Friday, 17 July 2015

The peril of data mining


‘Data mining is the computational process of discovering patterns in data’- that’s what you get from Wikipedia as the definition of data mining. Now the question is which DATA. Most commonly this is AVAILABLE data which is used to UNCOVER patterns. What about the data which is not available?
There can be two types of data which can be unavailable-

  •  You don’t have access to that data
  • You are unaware of such data

And these can also be used to uncover patterns. But that’s not the peril. The peril is that unavailability of these data can lead to misleading business conclusions. 

Let us take an example. A manufacturing company wants to start a campaign in a given region for prospect customers and want to know which population group it should target. It decided to leverage its existing customer data and target the prospects which look similar to existing customers. After mining the available data it came up with the insight that any customer who is college educated and earns more than $90,000/year is a good prospect. Now, what is the problem with this finding? The problem is that this can be a common profile among the population of given region. You are certainly missing some other data to solve the business problem. And the data you are missing is demographic characteristics of the population as a whole in the region. Your prospect should be someone who is similar to existing customers but ALSO differs from the general population.  

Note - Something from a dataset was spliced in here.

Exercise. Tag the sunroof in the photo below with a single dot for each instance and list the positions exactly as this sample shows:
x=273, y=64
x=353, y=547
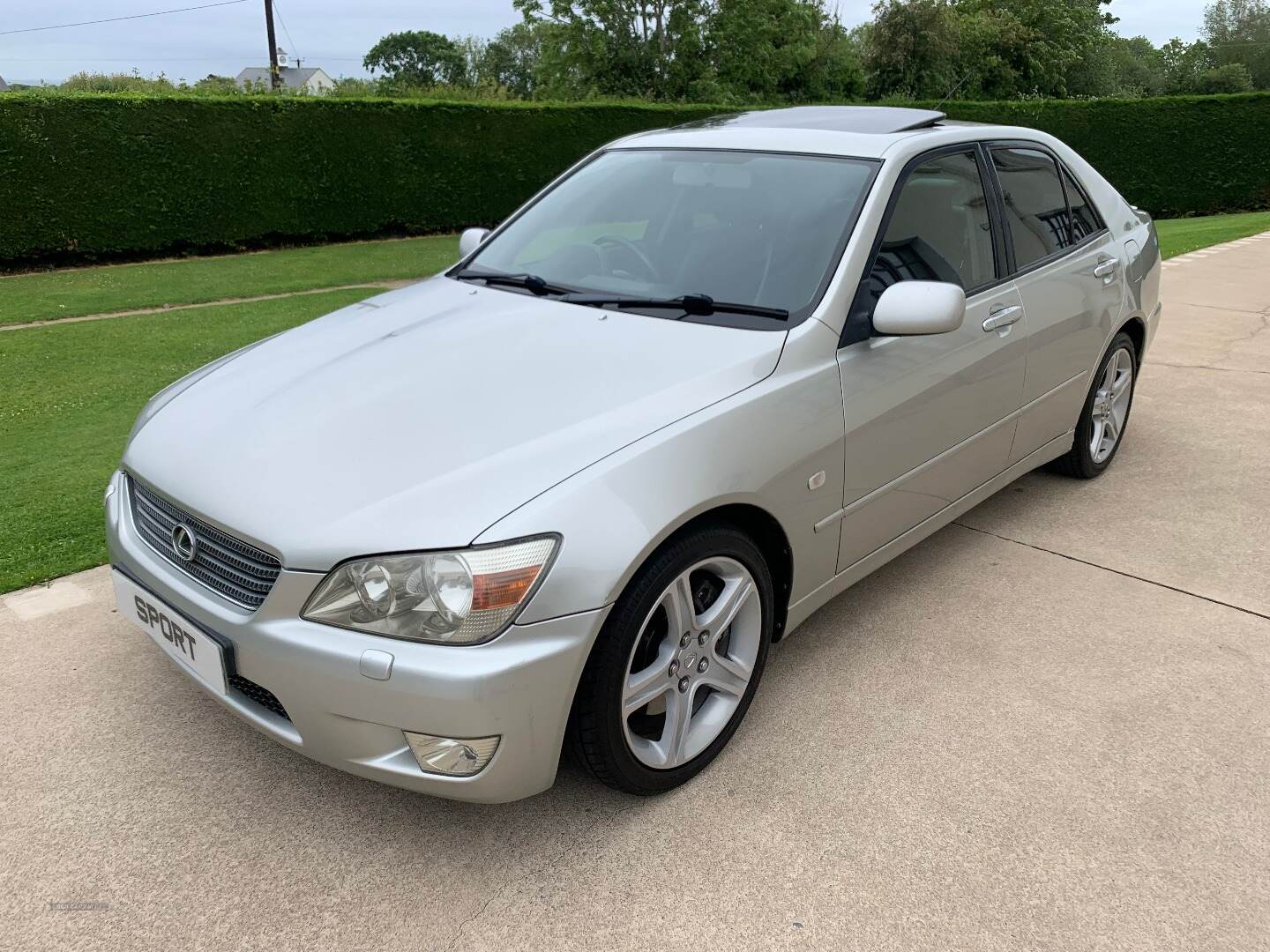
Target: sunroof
x=839, y=118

There is no defined way to know IF and WHAT data is unavailable. Here are few points which can help in this case-

  • Check what other data are available from the same source
  • Check what other data are available in same domain
  •  Check super-set of available data from different perspective like time, geography etc.
  • And most importantly, opinions are as important as data

Having said all this, always remember-
     In god we trust. All others JUST bring data.